O livro Por uma Vida Melhor tem como mérito não somente a desmistificação da norma padrão, mas também o reconhecimento da legitimidade das variedades lingüísticas. Como mostrado por Luiz Percival Leme de Britto, a questão que deve pautar o conhecimento cientificamente orientado da língua e da linguagem deve ir além da mera verificação da adequação dos modos de falar a situações específicas, mas reconhecer que

“a cada variedade lingüística corresponde uma gramática e diferentes níveis de registro e que, portanto, é somente no interior de cada variedade que a noção de correto pode se estabelecer, e sempre a partir da consideração da situação de interlocução efetiva, de modo que determinado tipo de registro pode ser adequado em dada circunstância e totalmente inadequado em outra”.[7]

O preconceito lingüístico e o papel da escola

Se o papel da escola é ensinar aquilo que seu público atendido não conhece, é verdade que o foco da aprendizagem deve ser, ainda que por maneiras heterodoxas, a norma culta (não, necessariamente, a “cultuada”) utilizada em nossa sociedade. Quer dizer, para garantir a democratização das oportunidades, é necessário que se estenda a toda a população o domínio da variante prestigiada. É o que defende, por exemplo, Sirio Possenti, em seu livro Por que (não) ensinar gramática na escola. Nesse sentido, todo o debate em torno da obra distribuída pelo MEC se mostra, no mínimo, desvirtuado, já que o que deveria ser discutido é o cumprimento do dever da escola, não a infidelidade dos autores à ortodoxia gramatical. Ou seja, se o livro didático não negligencia tal função, não há sentido para tanto barulho! No próprio excerto divulgado pela mídia, e defenestrado pelos puristas da vez, encontramos a seguinte recomendação dos autores: “Mais uma vez, é importante que o falante de português domine as duas variedades [norma culta e norma popular] e escolha a que julgar adequada à sua situação de fala”.

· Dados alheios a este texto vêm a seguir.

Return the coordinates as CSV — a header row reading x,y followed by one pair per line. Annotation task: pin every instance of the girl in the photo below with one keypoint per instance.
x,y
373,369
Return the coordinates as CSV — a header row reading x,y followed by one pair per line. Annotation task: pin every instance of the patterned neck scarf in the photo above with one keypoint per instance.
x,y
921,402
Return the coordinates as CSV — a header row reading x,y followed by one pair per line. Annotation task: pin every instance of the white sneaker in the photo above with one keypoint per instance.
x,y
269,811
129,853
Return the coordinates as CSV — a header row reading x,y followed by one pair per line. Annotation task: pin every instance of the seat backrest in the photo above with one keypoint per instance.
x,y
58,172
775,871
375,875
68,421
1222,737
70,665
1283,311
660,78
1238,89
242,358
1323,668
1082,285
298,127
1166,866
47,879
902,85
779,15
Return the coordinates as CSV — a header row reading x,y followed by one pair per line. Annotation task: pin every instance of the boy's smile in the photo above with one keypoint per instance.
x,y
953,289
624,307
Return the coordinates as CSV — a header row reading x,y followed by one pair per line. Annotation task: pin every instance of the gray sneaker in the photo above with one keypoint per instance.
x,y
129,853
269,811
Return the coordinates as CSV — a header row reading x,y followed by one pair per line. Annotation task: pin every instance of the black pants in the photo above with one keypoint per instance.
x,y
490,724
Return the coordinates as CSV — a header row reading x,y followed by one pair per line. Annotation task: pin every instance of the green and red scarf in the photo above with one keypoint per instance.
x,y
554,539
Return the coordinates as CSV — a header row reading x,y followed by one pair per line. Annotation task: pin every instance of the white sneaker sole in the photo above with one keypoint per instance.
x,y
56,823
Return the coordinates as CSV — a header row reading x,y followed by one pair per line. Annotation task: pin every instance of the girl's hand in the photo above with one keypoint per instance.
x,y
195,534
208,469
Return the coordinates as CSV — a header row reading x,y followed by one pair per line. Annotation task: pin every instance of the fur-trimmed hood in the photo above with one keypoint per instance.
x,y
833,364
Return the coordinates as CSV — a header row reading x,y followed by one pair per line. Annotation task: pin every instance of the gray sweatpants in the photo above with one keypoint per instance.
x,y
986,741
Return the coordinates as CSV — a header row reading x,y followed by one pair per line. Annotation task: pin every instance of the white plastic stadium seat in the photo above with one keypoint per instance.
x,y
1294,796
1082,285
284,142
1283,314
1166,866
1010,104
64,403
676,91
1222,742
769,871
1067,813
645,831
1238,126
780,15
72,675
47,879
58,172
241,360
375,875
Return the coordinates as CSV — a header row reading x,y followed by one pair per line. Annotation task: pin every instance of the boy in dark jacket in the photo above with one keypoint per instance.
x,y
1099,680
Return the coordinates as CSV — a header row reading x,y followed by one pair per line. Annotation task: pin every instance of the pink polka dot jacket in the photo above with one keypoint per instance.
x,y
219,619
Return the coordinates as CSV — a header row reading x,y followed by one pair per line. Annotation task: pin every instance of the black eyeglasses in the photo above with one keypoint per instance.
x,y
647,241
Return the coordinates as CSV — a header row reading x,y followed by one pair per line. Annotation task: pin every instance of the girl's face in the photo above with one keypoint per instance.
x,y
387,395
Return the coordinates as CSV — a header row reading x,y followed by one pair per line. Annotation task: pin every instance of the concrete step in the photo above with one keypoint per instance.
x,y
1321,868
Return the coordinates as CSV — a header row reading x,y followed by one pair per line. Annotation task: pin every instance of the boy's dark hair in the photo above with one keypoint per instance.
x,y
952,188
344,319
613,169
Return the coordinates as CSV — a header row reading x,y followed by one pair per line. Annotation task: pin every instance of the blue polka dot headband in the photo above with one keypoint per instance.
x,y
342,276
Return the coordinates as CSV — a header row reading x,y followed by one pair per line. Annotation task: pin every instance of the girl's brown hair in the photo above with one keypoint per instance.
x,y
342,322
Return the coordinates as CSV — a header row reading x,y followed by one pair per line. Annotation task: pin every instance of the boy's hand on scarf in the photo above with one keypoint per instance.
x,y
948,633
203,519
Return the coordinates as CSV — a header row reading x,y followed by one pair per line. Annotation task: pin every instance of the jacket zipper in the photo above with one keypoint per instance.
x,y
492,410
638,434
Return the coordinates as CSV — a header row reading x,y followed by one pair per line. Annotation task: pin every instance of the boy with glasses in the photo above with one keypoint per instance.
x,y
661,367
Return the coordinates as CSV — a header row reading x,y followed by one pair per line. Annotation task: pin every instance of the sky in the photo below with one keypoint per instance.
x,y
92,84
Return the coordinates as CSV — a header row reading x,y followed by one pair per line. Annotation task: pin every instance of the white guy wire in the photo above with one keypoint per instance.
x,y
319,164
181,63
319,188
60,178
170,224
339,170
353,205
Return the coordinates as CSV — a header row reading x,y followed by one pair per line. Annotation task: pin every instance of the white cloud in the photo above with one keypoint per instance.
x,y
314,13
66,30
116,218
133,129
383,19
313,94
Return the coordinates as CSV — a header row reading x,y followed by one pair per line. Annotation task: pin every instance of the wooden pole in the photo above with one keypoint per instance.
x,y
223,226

Mas a função da escola não pode ser tão reduzida. Se se ensina aquilo que não se conhece, o fazemos pela compreensão, após muito acúmulo de discussão em educação, de que a razão de ser da escola se ancora em demandas muito mais profundas: trata-se de ver o ensino de forma ampla e humanista. Ou seja, não podemos tomar a escola apenas como o lugar do conhecimento técnico, mas enquanto espaço de transformação. Isso significa que o público atendido, seja o alunado em idade escolar ideal sejam jovens e adultos que não tiveram o direito à educação respeitado enquanto crianças, deve ser preparado para o exercício pleno da cidadania. Se queremos cidadãos criticamente instrumentalizados, é necessário romper com formas cristalizadas de enxergar o mundo, que, como vimos, no caso da língua e da linguagem, apenas legitimam o sistema de exclusão e marginalização que se reproduz há séculos no país.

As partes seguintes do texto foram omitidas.